Tayvan, Çin kimliği başvuru firmalarının peşine düştü

Kıyı kenti Xiamen'de yaklaşık 4 bin Tayvanlının Çin kimliği almak için başvuruda bulunduğu bildirildi

Fotoğraf: AFP
Fotoğraf: AFP
TT

Tayvan, Çin kimliği başvuru firmalarının peşine düştü

Fotoğraf: AFP
Fotoğraf: AFP

Taipei, Pekin'in genişleyen etkisini kontrol altına almak amacıyla yasadışı yollardan Çin kimlik kartı temin eden Tayvanlılara baskı uyguluyor.

Anakara İşleri Konseyi, hem özerk ada hem de anakara için geçerli kimlik belgelerine sahip sakinlere karşı harekete geçtiğini açıkladı.

İçişleri Bakanı Liu Shyh-fang, müfettişlerin kişilerin Çin kimlik kartlarına başvurmasına yardımcı olduğu öne sürülen birkaç şirket tespit ettiğini söyledi.

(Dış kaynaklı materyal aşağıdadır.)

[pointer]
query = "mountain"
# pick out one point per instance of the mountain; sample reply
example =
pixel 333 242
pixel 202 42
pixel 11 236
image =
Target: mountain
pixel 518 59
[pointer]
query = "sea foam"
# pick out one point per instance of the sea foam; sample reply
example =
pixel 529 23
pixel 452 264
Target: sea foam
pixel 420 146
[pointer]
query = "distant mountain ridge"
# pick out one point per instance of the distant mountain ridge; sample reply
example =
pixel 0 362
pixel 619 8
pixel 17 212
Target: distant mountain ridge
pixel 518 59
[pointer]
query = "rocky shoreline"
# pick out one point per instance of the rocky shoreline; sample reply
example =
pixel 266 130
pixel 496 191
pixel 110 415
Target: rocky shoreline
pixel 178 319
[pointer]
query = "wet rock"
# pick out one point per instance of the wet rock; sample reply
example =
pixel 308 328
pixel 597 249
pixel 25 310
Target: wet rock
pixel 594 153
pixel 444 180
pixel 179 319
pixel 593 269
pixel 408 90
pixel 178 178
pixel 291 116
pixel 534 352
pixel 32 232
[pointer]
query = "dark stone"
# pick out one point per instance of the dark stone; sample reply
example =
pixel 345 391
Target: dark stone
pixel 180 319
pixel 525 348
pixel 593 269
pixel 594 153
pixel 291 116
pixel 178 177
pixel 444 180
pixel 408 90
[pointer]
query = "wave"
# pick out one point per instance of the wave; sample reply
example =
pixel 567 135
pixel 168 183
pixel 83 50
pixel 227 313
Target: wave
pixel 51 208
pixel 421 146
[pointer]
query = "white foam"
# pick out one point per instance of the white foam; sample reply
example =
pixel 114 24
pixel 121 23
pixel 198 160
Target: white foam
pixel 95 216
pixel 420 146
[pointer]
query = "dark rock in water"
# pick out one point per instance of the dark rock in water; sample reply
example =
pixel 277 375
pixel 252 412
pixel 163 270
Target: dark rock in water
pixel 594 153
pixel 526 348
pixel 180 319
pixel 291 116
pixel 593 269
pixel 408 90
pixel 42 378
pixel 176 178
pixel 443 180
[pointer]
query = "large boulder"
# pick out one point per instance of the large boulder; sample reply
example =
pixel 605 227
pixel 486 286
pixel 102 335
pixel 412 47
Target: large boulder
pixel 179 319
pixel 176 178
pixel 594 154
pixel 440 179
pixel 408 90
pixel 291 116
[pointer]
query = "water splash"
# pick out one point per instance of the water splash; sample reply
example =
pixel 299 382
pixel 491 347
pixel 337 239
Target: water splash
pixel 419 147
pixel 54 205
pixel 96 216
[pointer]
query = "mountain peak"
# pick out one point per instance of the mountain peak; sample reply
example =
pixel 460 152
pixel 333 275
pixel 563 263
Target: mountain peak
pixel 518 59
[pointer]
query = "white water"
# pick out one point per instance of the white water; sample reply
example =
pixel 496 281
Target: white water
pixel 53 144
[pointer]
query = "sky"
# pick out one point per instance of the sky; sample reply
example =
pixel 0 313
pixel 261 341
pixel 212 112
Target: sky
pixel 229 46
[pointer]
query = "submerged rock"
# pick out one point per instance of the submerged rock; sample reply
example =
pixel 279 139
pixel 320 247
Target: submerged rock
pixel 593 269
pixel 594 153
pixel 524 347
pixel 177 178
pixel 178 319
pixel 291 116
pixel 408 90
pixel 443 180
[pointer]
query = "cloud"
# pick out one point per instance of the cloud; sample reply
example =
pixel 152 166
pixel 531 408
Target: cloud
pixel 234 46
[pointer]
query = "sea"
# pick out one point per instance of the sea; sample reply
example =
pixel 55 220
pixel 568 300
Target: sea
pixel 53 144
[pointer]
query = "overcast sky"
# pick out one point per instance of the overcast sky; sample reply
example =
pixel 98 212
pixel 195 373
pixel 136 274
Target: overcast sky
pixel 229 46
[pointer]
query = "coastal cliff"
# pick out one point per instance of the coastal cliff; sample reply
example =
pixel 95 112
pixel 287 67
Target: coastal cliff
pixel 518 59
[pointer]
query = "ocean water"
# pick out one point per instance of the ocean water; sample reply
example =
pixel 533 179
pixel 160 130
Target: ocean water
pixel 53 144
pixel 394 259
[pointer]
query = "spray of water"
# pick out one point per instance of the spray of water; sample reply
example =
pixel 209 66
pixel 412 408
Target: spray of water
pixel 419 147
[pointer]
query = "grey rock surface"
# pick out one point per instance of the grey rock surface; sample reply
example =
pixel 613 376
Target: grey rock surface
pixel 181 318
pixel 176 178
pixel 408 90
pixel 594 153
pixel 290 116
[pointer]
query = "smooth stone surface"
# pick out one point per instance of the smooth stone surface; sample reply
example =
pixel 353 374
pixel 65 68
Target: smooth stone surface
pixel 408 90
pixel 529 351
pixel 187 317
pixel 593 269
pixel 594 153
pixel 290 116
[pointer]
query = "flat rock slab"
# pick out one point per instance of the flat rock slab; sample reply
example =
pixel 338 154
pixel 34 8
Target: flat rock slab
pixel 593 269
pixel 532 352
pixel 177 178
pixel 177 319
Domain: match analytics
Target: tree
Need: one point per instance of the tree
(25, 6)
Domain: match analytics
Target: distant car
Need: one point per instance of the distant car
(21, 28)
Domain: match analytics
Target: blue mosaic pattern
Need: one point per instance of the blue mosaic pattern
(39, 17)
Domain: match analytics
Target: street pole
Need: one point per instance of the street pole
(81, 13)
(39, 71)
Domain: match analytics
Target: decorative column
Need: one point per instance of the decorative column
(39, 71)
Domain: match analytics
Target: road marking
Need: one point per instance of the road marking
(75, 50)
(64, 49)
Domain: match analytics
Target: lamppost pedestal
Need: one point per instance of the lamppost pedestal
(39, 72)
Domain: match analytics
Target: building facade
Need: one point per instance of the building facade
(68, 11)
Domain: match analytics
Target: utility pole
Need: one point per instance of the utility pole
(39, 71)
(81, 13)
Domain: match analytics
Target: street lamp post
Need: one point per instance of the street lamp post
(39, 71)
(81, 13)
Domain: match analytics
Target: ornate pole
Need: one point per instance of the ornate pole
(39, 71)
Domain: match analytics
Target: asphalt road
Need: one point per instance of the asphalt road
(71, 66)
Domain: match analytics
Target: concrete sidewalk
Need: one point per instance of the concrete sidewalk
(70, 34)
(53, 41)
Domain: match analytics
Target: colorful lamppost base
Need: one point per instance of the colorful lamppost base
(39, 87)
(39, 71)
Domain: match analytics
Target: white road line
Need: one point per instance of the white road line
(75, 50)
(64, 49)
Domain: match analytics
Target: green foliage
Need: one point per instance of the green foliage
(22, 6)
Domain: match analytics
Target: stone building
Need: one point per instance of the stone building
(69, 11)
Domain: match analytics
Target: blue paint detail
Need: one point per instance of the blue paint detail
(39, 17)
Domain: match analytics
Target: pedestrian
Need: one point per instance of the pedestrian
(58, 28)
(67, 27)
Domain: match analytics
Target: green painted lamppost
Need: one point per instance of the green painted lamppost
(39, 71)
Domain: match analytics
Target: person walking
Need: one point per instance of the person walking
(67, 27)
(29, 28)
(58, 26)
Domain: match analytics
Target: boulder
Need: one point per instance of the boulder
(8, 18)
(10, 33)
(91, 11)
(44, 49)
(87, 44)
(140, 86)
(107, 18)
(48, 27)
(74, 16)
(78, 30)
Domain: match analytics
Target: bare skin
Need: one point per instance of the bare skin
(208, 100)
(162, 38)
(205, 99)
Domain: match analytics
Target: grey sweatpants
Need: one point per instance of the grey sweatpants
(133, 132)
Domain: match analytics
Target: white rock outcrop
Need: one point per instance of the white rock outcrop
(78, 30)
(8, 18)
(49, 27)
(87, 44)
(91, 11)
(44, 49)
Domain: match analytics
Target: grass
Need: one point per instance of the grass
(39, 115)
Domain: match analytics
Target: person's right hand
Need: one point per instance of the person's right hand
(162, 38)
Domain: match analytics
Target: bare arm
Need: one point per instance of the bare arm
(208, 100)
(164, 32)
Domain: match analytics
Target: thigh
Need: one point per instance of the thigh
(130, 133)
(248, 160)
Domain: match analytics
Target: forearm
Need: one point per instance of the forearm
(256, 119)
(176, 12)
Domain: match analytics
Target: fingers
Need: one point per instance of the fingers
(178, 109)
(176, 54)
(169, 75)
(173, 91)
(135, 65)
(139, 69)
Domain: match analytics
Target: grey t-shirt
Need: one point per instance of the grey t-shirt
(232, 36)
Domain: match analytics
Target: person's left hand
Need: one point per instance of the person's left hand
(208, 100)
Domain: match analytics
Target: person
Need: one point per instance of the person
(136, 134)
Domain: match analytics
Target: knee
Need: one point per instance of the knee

Bu gelişme, iki Tayvanlı fenomenin Pekin'in kamuoyunu kendi lehine çevirmek için taktiksel bir hamleyle ada sakinlerini Çin kimlik kartlarına başvurmaya nasıl ikna ettiğini gösteren bir video paylaşmasından kısa süre sonra gerçekleşti.

Çin, Tayvan'ı kendi toprağı olarak görüyor ve adayı kontrolü altına almak için güç kullanmayı ihtimal dışı bırakmıyor. Ancak Tayvanlı liderler Çin'in egemenliğini reddediyor.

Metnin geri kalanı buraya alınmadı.